Principais Fontes de Emissões

O estudo aponta que a agricultura é a maior fonte de emissões de N₂O causadas pelo homem, representando cerca de 74% do total das emissões antropogênicas. Entre os maiores contribuintes estão:

  • Fertilizantes Nitrogenados: Responsáveis por aproximadamente 70% das emissões agrícolas globais de N₂O, são amplamente utilizados para aumentar a produtividade das culturas.
  • Esterco Animal: Proveniente principalmente da pecuária intensiva, contribui com cerca de 30% das emissões agrícolas.
  • Aquicultura: Embora em menor escala, a piscicultura, especialmente na China, tem visto um aumento significativo nas últimas décadas, aumentando as emissões de N₂O.

Além da agricultura, setores industriais, como a produção de náilon e a combustão de combustíveis fósseis, também contribuem para as emissões, embora em menor grau.

Desafios Globais e Regionais

As emissões de N₂O variam significativamente entre os países, influenciadas por fatores sociais, econômicos e agrícolas:

  • China e Índia: Como grandes produtores e consumidores de fertilizantes químicos, essas nações têm registrado aumentos acentuados nas emissões devido à intensificação agrícola para atender à crescente demanda por alimentos.
  • Brasil e Indonésia: O desmatamento para cultivo e pecuária, junto com práticas agrícolas intensivas, têm ampliado as emissões de N₂O.
  • África: Enquanto algumas regiões têm potencial para aumentar a produção de alimentos sem aumentar significativamente as emissões, o Norte da África viu um crescimento substancial nas últimas décadas devido ao aumento da população de gado.

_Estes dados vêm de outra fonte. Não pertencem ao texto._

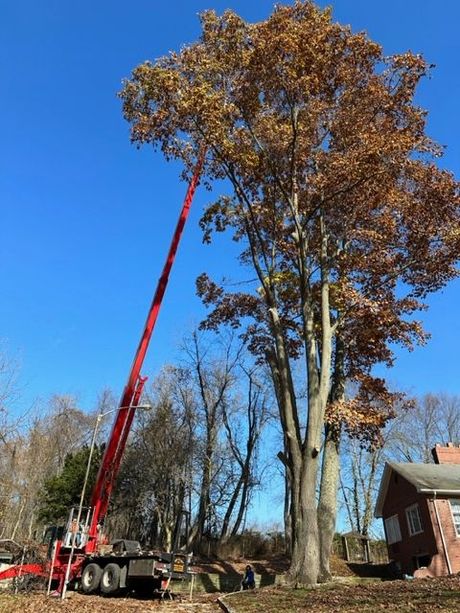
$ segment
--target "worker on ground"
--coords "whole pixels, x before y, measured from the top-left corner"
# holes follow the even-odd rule
[[[243,590],[253,590],[256,587],[254,571],[249,564],[246,566],[243,581],[241,582],[241,587],[243,588]]]

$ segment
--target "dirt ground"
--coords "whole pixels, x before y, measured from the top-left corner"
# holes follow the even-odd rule
[[[358,581],[360,581],[358,579]],[[331,583],[314,590],[263,588],[232,595],[196,594],[193,602],[104,598],[71,592],[62,602],[43,594],[0,592],[0,613],[214,613],[223,597],[233,613],[433,613],[460,611],[460,576],[415,581]]]
[[[219,594],[197,594],[193,602],[183,599],[163,601],[135,598],[104,598],[69,592],[66,600],[44,594],[6,594],[0,592],[0,613],[214,613],[222,611],[217,604]]]
[[[247,564],[251,564],[256,574],[280,575],[289,568],[289,560],[286,556],[273,556],[264,560],[245,558],[207,561],[197,559],[194,561],[193,570],[196,573],[238,574],[243,576]]]
[[[272,556],[267,559],[244,559],[244,560],[197,560],[195,561],[193,568],[197,573],[219,573],[219,574],[244,574],[244,569],[247,564],[251,564],[254,572],[257,575],[281,575],[289,568],[289,559],[285,555]],[[356,574],[355,569],[337,556],[331,557],[331,572],[336,577],[352,577]],[[354,565],[358,566],[358,565]]]
[[[199,573],[242,575],[246,564],[251,564],[257,574],[282,574],[288,568],[285,557],[273,557],[266,560],[201,560],[194,565],[194,570]],[[314,590],[266,587],[232,595],[195,592],[193,602],[185,594],[182,601],[161,602],[69,592],[67,599],[61,601],[59,598],[47,598],[43,591],[14,595],[0,590],[0,613],[143,613],[157,611],[160,607],[168,613],[214,613],[222,610],[218,598],[222,598],[233,613],[460,612],[460,575],[414,581],[380,581],[375,579],[374,573],[368,572],[368,566],[348,565],[333,557],[332,573],[342,579]],[[379,570],[375,565],[375,571]],[[369,578],[371,575],[374,575],[374,579]]]

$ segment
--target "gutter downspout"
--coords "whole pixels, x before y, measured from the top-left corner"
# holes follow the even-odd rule
[[[441,520],[439,519],[438,506],[436,504],[436,490],[433,492],[433,494],[434,494],[434,497],[433,497],[434,512],[436,514],[436,521],[438,522],[439,533],[441,535],[442,547],[444,549],[444,557],[446,558],[446,562],[447,562],[447,570],[449,572],[449,575],[452,575],[452,566],[450,564],[449,553],[447,551],[446,539],[444,538],[444,530],[442,529]]]
[[[432,490],[425,487],[417,488],[419,494],[442,494],[446,496],[460,496],[460,490]]]

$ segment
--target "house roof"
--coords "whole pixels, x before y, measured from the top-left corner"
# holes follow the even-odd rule
[[[382,517],[390,477],[395,471],[421,494],[460,496],[460,465],[387,462],[380,482],[374,516]]]
[[[360,539],[361,541],[371,540],[370,536],[361,534],[361,532],[358,532],[357,530],[351,530],[351,532],[345,532],[344,534],[341,534],[341,536],[345,538],[357,538],[357,539]]]

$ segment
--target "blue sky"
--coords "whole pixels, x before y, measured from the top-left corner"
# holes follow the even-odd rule
[[[0,3],[0,339],[21,363],[21,411],[70,393],[90,409],[121,390],[185,186],[179,168],[129,143],[116,92],[143,60],[193,41],[197,13],[232,8],[255,21],[272,1],[2,0]],[[322,5],[326,3],[321,2]],[[429,132],[460,174],[460,4],[337,0],[334,16],[387,53],[436,64],[419,93]],[[231,274],[231,246],[201,244],[197,193],[145,374],[176,354],[203,309],[194,280]],[[460,284],[430,299],[429,344],[401,353],[390,380],[414,393],[458,392]]]

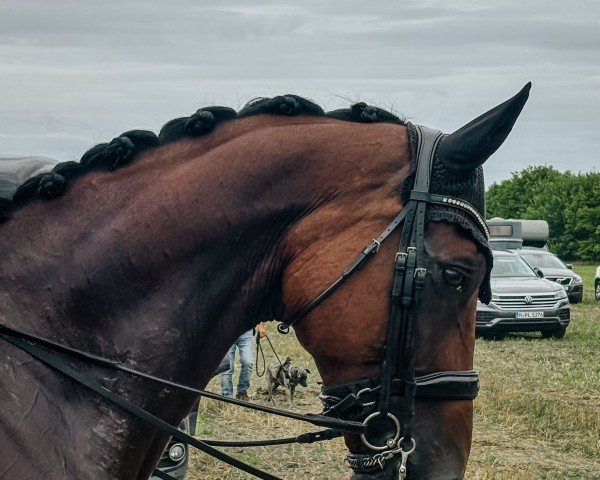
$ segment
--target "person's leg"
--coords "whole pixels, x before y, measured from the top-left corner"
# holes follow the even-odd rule
[[[242,368],[240,370],[240,378],[237,385],[238,398],[247,396],[250,388],[250,380],[252,378],[252,369],[254,368],[254,337],[252,330],[244,333],[236,342],[240,349],[240,362]]]
[[[224,397],[233,397],[233,371],[235,360],[235,343],[231,346],[226,357],[229,357],[229,370],[221,374],[221,395]]]

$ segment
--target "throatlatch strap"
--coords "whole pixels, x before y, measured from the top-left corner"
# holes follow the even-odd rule
[[[373,241],[367,245],[362,251],[358,254],[358,256],[348,265],[344,273],[329,287],[323,290],[317,297],[311,302],[304,305],[302,308],[294,312],[289,317],[283,318],[281,323],[277,326],[277,330],[279,333],[288,333],[290,327],[293,327],[296,323],[302,320],[306,315],[308,315],[312,310],[321,305],[327,298],[329,298],[342,284],[348,280],[348,278],[354,273],[360,270],[365,264],[373,258],[373,256],[379,251],[379,246],[381,242],[383,242],[390,234],[396,230],[398,225],[400,225],[404,221],[404,217],[406,216],[405,209],[402,210],[398,215],[394,217],[394,219],[390,222],[390,224],[385,228],[379,237],[374,238]]]

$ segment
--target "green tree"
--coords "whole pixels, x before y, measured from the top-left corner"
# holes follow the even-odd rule
[[[493,184],[486,201],[488,218],[546,220],[561,258],[600,260],[600,173],[530,166]]]

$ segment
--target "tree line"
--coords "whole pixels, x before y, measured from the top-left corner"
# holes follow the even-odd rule
[[[600,261],[600,173],[527,167],[486,192],[487,218],[546,220],[564,260]]]

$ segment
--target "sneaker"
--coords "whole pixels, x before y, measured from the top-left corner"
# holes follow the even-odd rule
[[[246,392],[238,392],[237,395],[235,396],[235,398],[237,398],[238,400],[242,400],[244,402],[250,401],[250,397],[248,397],[248,394]]]

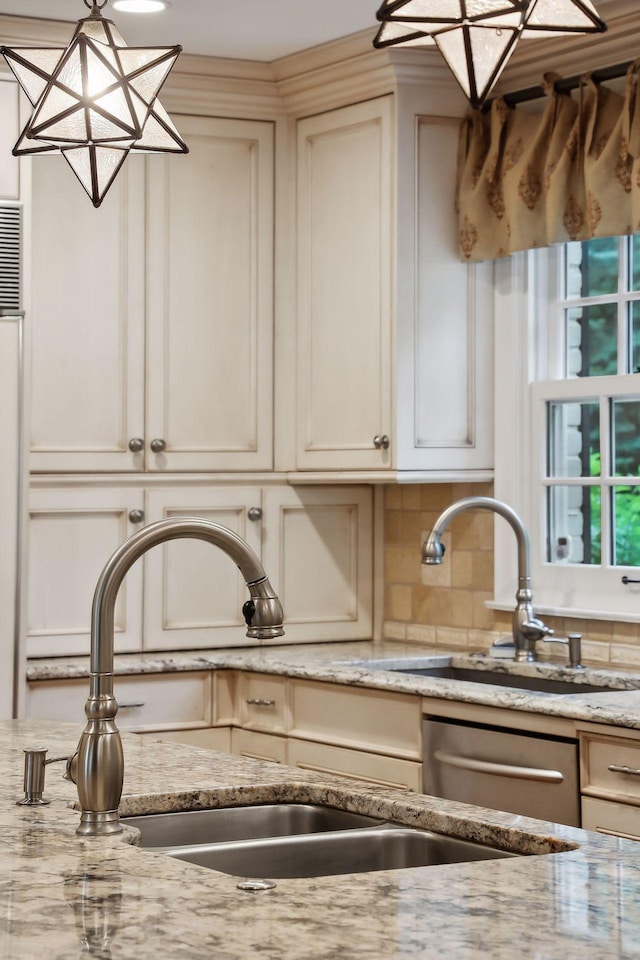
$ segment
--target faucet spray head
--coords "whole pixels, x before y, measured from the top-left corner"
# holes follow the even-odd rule
[[[437,564],[442,563],[444,551],[445,546],[440,540],[440,534],[432,530],[428,538],[422,544],[422,562],[428,564],[429,566],[436,566]]]
[[[273,640],[284,636],[284,612],[268,579],[247,584],[251,599],[242,607],[247,636],[252,640]]]

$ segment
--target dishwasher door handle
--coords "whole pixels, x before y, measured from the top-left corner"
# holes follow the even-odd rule
[[[492,763],[490,760],[474,760],[473,757],[460,757],[443,750],[436,750],[435,760],[449,767],[459,770],[470,770],[473,773],[488,773],[494,777],[511,777],[514,780],[537,780],[541,783],[562,783],[564,780],[560,770],[544,770],[537,767],[516,767],[508,763]]]

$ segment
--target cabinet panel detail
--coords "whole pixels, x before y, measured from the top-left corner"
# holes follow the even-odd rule
[[[366,639],[372,619],[372,494],[366,487],[273,488],[263,560],[285,638]]]
[[[628,803],[582,798],[582,829],[640,840],[640,808]]]
[[[416,793],[422,790],[421,763],[384,757],[378,753],[346,750],[292,738],[289,740],[288,763],[302,770],[349,776],[384,787],[399,787]]]
[[[390,464],[391,118],[381,97],[298,123],[298,467]]]
[[[187,487],[151,490],[149,521],[198,516],[242,537],[259,556],[260,524],[247,519],[256,491],[246,487]],[[148,650],[246,645],[242,606],[249,597],[235,563],[201,540],[175,540],[144,559],[145,635]],[[221,635],[224,634],[222,637]]]
[[[140,470],[144,161],[99,211],[62,157],[32,163],[31,469]]]
[[[421,760],[420,698],[291,681],[291,736]]]
[[[275,763],[288,763],[287,738],[276,737],[269,733],[256,733],[253,730],[231,731],[231,750],[241,757],[254,760],[271,760]]]
[[[170,730],[211,725],[211,673],[153,674],[114,679],[121,730]],[[43,720],[82,721],[88,680],[31,683],[27,716]]]
[[[205,750],[218,750],[220,753],[231,753],[231,728],[209,727],[195,730],[163,730],[158,732],[134,731],[141,737],[150,737],[152,740],[169,740],[172,743],[186,743],[191,747],[202,747]]]
[[[99,574],[133,532],[139,492],[123,489],[32,490],[28,518],[27,656],[88,654],[91,605]],[[115,649],[140,649],[142,566],[118,593]]]
[[[243,673],[240,677],[238,713],[247,730],[287,733],[291,726],[289,688],[285,677]]]
[[[20,161],[11,153],[20,133],[18,84],[0,80],[0,198],[20,197]]]
[[[582,734],[582,793],[640,805],[640,740]]]
[[[182,116],[149,164],[151,470],[272,465],[273,124]]]

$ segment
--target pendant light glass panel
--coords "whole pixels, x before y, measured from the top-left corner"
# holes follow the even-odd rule
[[[606,30],[591,0],[383,0],[376,47],[435,42],[473,107],[521,37]]]
[[[181,47],[127,47],[100,6],[66,49],[1,48],[34,107],[14,155],[62,152],[96,207],[131,150],[188,153],[157,99]]]

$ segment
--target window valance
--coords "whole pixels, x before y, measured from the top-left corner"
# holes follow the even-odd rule
[[[640,231],[640,60],[623,93],[586,76],[575,99],[547,74],[539,114],[495,100],[460,129],[464,260]]]

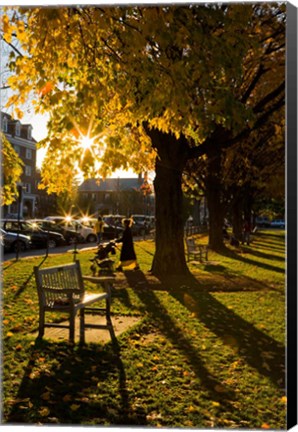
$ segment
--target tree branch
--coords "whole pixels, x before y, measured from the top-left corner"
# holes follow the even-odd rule
[[[10,48],[12,48],[20,57],[24,57],[23,54],[21,53],[21,51],[18,50],[18,48],[16,46],[14,46],[11,42],[7,42],[7,40],[4,39],[4,36],[1,35],[1,39],[7,43],[7,45],[10,46]]]
[[[259,113],[262,111],[268,102],[275,99],[280,93],[285,89],[285,82],[283,81],[278,87],[276,87],[271,93],[268,93],[256,106],[253,108],[254,113]]]

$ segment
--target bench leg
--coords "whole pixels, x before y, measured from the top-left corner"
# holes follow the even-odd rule
[[[80,343],[85,343],[85,309],[80,310]]]
[[[69,312],[69,341],[74,342],[75,337],[75,311],[71,308]]]
[[[42,338],[44,335],[44,322],[45,322],[45,311],[39,309],[39,326],[38,326],[38,337]]]
[[[106,321],[107,325],[111,325],[111,296],[106,298]]]

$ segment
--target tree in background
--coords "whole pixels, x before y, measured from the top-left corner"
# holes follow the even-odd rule
[[[18,197],[24,163],[6,136],[1,133],[1,206],[12,204]]]

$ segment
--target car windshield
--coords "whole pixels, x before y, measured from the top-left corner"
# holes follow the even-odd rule
[[[22,222],[22,229],[26,231],[40,231],[40,226],[37,222]]]

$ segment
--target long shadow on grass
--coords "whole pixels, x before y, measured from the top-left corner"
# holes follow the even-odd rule
[[[283,292],[283,286],[275,288],[272,284],[269,285],[264,281],[251,278],[249,276],[238,275],[229,272],[229,269],[220,265],[205,264],[203,270],[217,276],[217,279],[204,279],[200,276],[197,284],[203,287],[204,292],[239,292],[239,291],[276,291]]]
[[[164,283],[166,283],[164,281]],[[206,292],[199,292],[193,278],[170,293],[197,316],[223,343],[236,350],[250,366],[279,388],[285,386],[285,347],[245,321]]]
[[[281,241],[284,241],[285,239],[285,232],[281,233],[281,232],[262,232],[262,231],[257,231],[257,236],[260,237],[277,237],[278,239],[281,239]]]
[[[251,248],[250,250],[249,250],[249,253],[251,254],[251,255],[255,255],[255,256],[257,256],[257,257],[260,257],[260,258],[264,258],[264,259],[271,259],[271,260],[274,260],[274,261],[285,261],[285,258],[284,257],[280,257],[280,256],[276,256],[276,255],[272,255],[272,254],[270,254],[270,253],[265,253],[265,252],[260,252],[260,251],[258,251],[257,249],[255,249],[255,248]],[[282,251],[281,251],[281,253],[282,253]]]
[[[208,370],[198,358],[197,350],[191,342],[181,334],[169,317],[167,310],[160,304],[151,285],[146,290],[138,290],[136,284],[137,272],[127,272],[131,286],[136,287],[136,293],[147,307],[154,321],[160,326],[171,342],[191,361],[204,386],[210,391],[214,388],[214,377],[208,377]],[[145,276],[140,273],[140,278]],[[190,276],[175,279],[161,279],[161,286],[186,307],[207,328],[215,333],[224,344],[229,345],[251,367],[263,376],[269,378],[278,388],[285,386],[285,347],[255,328],[239,315],[220,303],[211,294],[203,292],[197,280]],[[163,288],[164,289],[164,288]],[[207,377],[206,377],[207,376]],[[213,397],[215,397],[213,395]]]
[[[128,271],[125,272],[125,275],[128,284],[131,287],[135,287],[136,294],[146,306],[146,311],[151,316],[153,324],[159,328],[163,335],[171,341],[172,345],[189,361],[193,371],[200,379],[202,387],[209,393],[212,400],[218,401],[226,409],[231,409],[231,401],[236,399],[236,394],[228,386],[226,386],[225,393],[219,394],[216,391],[216,388],[221,385],[221,381],[212,375],[204,360],[200,357],[197,348],[191,343],[191,339],[177,327],[167,309],[161,304],[154,291],[150,289],[150,285],[148,286],[145,275],[141,271]],[[147,287],[142,283],[141,288],[138,289],[137,287],[138,285],[140,286],[140,282],[145,281],[147,282]]]
[[[3,271],[6,270],[6,269],[8,269],[9,267],[13,266],[14,264],[17,264],[17,263],[18,263],[17,260],[10,261],[10,262],[7,264],[6,267],[3,267]]]
[[[115,336],[106,345],[37,340],[13,401],[5,423],[147,423],[144,413],[130,408],[121,347]]]
[[[268,245],[268,243],[263,243],[263,242],[260,242],[260,241],[258,241],[257,243],[255,243],[255,244],[253,244],[252,245],[252,248],[254,248],[254,249],[262,249],[262,250],[264,250],[264,249],[266,249],[266,250],[268,250],[268,251],[274,251],[274,252],[276,252],[276,253],[285,253],[285,247],[283,247],[283,246],[281,246],[281,247],[276,247],[276,246],[269,246]]]
[[[38,264],[38,267],[40,267],[40,266],[45,262],[46,259],[47,259],[47,256],[45,256],[45,257],[41,260],[41,262]],[[25,281],[25,282],[20,286],[20,288],[16,291],[16,293],[15,293],[15,295],[14,295],[15,298],[16,298],[16,297],[19,297],[19,295],[22,294],[22,292],[26,289],[28,283],[30,282],[30,280],[32,279],[33,276],[34,276],[34,271],[29,275],[29,277],[27,278],[27,280],[26,280],[26,281]]]
[[[262,263],[262,262],[259,262],[259,261],[254,261],[254,260],[252,260],[250,258],[243,257],[242,255],[240,255],[240,254],[238,254],[238,253],[236,253],[233,250],[228,249],[228,248],[224,248],[224,249],[218,251],[218,253],[221,254],[221,255],[223,255],[223,256],[232,258],[234,260],[238,260],[238,261],[244,262],[246,264],[251,264],[251,265],[254,265],[254,266],[261,267],[261,268],[263,268],[265,270],[270,270],[270,271],[274,271],[274,272],[277,272],[277,273],[285,273],[285,270],[282,269],[282,268],[275,267],[275,266],[272,266],[270,264]]]

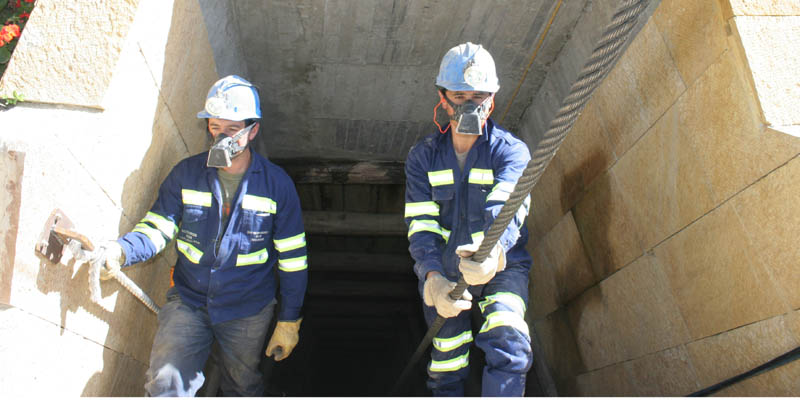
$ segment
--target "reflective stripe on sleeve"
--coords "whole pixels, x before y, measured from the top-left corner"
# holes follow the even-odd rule
[[[439,234],[447,242],[450,239],[450,231],[442,228],[438,222],[432,219],[415,219],[408,225],[408,237],[418,232],[433,232]]]
[[[519,210],[517,210],[517,218],[520,221],[525,221],[525,217],[528,216],[528,212],[531,208],[531,195],[525,196],[525,200],[522,201],[522,205],[519,206]]]
[[[475,232],[472,235],[472,243],[481,243],[483,242],[483,231]]]
[[[451,338],[433,338],[433,347],[441,352],[447,352],[470,342],[472,342],[472,331],[464,331]]]
[[[521,315],[514,311],[497,311],[489,314],[486,317],[486,322],[481,326],[480,333],[488,332],[500,326],[509,326],[530,336],[530,333],[528,333],[528,324],[525,323]]]
[[[269,258],[267,249],[261,249],[250,254],[239,254],[236,256],[236,266],[263,264]]]
[[[278,209],[278,203],[269,197],[253,196],[252,194],[244,195],[242,199],[242,208],[245,210],[261,211],[265,213],[275,214]]]
[[[211,192],[181,189],[181,197],[183,198],[183,204],[211,207]]]
[[[275,240],[275,250],[283,253],[285,251],[299,249],[306,245],[306,233],[292,236],[286,239]]]
[[[203,252],[198,250],[197,247],[192,246],[189,243],[184,242],[183,240],[178,239],[176,241],[178,246],[178,251],[180,251],[186,258],[195,263],[200,264],[200,259],[203,257]]]
[[[175,235],[178,234],[178,226],[175,225],[174,222],[152,212],[148,211],[147,214],[142,218],[141,222],[148,222],[155,225],[164,236],[168,237],[170,240],[175,238]]]
[[[501,303],[514,310],[515,313],[519,315],[525,315],[525,301],[522,300],[522,297],[519,297],[519,295],[516,293],[497,292],[495,294],[486,296],[483,301],[478,303],[478,306],[481,308],[481,313],[486,310],[486,307],[493,303]]]
[[[494,183],[494,173],[490,169],[472,168],[469,170],[469,183],[491,185]]]
[[[453,184],[453,170],[443,169],[441,171],[428,172],[428,181],[431,186],[452,185]]]
[[[492,191],[486,196],[486,201],[507,201],[515,186],[516,184],[512,182],[500,182],[494,185]]]
[[[451,358],[449,360],[433,361],[431,360],[431,372],[449,372],[458,371],[461,368],[466,368],[469,365],[469,351],[467,354]]]
[[[278,260],[278,269],[283,272],[302,271],[308,268],[308,256]]]
[[[153,244],[153,247],[156,248],[156,253],[160,253],[161,250],[164,250],[164,248],[167,247],[167,241],[164,240],[164,236],[161,234],[161,231],[150,227],[150,225],[140,222],[136,224],[136,227],[133,228],[133,232],[139,232],[147,236],[147,238],[150,239],[150,242]]]
[[[406,203],[405,218],[417,217],[420,215],[439,215],[439,205],[435,201],[421,201],[418,203]]]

Em contraste, regiões como a União Europeia, Japão e Coreia do Sul conseguiram reduzir suas emissões de N₂O com práticas mais sustentáveis e avanços tecnológicos, embora ainda precisem fazer mais progressos na agricultura.

Estratégias para Reduzir as Emissões de N₂O

Para enfrentar o desafio das emissões de N₂O, uma abordagem integrada é necessária, combinando políticas públicas, inovações tecnológicas e ações individuais:

  • Políticas Públicas: Incentivar os agricultores a adotar práticas de uso eficiente de nitrogênio pode reduzir significativamente as emissões de N₂O.
  • Tecnologias Agrícolas: A agricultura de precisão e o desenvolvimento de fertilizantes de liberação controlada podem ajudar a minimizar as perdas de nitrogênio.
  • Gestão de Pecuária: Melhorar as práticas de manejo de resíduos e a dieta dos animais pode diminuir as emissões provenientes do gado.
  • Indústrias: Instalar tecnologias para reduzir as emissões industriais de N₂O, especialmente na produção de náilon e fertilizantes, é uma solução viável.
  • Ações dos Consumidores: Reduzir o consumo de carne e laticínios, compostar resíduos alimentares e diminuir o uso de fertilizantes em jardins podem contribuir para a redução das emissões.

Rumo a um Futuro Sustentável

Combater as emissões de N₂O é crucial para mitigar as mudanças climáticas e proteger a saúde ambiental. Com a colaboração de governos, indústrias e cidadãos, podemos adotar estratégias sustentáveis que garantam a segurança alimentar e um planeta saudável para as futuras gerações.